A bill proposed earlier this month by the Jewish Home Party would set regular hours for Jewish prayer on the Temple Mount. That seems fair. I do not know if Muslims would be removed from the site during the Jewish prayer hours, though I think the site is big enough for both groups of worshippers. It certainly would be a great way to test the spirit of cooperativeness that would be needed under a peace deal, which should ensure that Jews have access to our holy sites in eastern Jerusalem.
But if a recent Knesset committee meeting is any indication, I would be very wary of any deal with the Palestinians.
During the meeting last week of the Knesset Committee for the Interior, Arab-Israeli lawmakers – yes, citizens of Israel democratically elected to serve in the government – objected to Jewish access to the Temple Mount, and rejected Jewish claims to the holy site. They also threatened a third Intifada, or Arab uprising, over the concept.
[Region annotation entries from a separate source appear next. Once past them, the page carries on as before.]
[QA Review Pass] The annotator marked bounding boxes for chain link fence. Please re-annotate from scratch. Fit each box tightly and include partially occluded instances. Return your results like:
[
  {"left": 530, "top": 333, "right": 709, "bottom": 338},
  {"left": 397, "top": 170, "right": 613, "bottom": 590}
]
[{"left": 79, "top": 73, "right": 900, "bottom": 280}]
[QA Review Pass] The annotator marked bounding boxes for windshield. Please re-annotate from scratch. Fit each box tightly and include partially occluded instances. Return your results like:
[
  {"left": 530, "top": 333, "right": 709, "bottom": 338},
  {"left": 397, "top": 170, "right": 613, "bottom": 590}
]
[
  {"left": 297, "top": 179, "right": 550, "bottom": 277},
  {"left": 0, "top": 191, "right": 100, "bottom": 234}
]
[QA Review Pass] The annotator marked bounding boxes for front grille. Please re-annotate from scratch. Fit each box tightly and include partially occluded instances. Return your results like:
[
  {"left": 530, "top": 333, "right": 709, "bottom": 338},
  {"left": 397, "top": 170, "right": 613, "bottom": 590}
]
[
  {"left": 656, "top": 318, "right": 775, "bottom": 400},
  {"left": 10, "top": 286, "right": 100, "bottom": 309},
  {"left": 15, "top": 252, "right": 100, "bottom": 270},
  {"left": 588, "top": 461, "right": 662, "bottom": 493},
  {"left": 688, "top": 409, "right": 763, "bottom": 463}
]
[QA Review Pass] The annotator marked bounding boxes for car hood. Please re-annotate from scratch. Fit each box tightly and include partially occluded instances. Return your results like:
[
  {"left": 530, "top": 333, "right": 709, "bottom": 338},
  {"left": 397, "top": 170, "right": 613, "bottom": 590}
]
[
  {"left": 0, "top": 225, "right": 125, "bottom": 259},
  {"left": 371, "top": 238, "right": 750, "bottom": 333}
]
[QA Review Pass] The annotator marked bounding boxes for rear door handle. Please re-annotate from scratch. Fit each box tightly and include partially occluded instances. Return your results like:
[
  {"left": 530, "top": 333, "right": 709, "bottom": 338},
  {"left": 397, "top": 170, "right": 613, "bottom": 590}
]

“There is no such thing as the Temple Mount, there is only the al-Aksa Mosque,” Arab lawmaker Jamal Zahalke of the Balad Party said. “The second Intifada broke out because of Al Aksa and the third intifada will break out because of you,” Ahmed Tibi of the United Arab List said before he was ejected from the meeting for incitement.
I would be remiss if I did not mention that the Chief Rabbinate of Israel objects to Jewish visitation on the Temple Mount out of concern that visitors will step in the area of the holy of holies, prohibited for all Jews but the Kohen Gadol on Yom Kippur in the time of the Holy Temple. But many respected rabbis have outlined parameters for visiting the Temple Mount that are believed to comport with Jewish law.
And those Jews who want to pray on the Temple Mount should be allowed to without fear of arrest.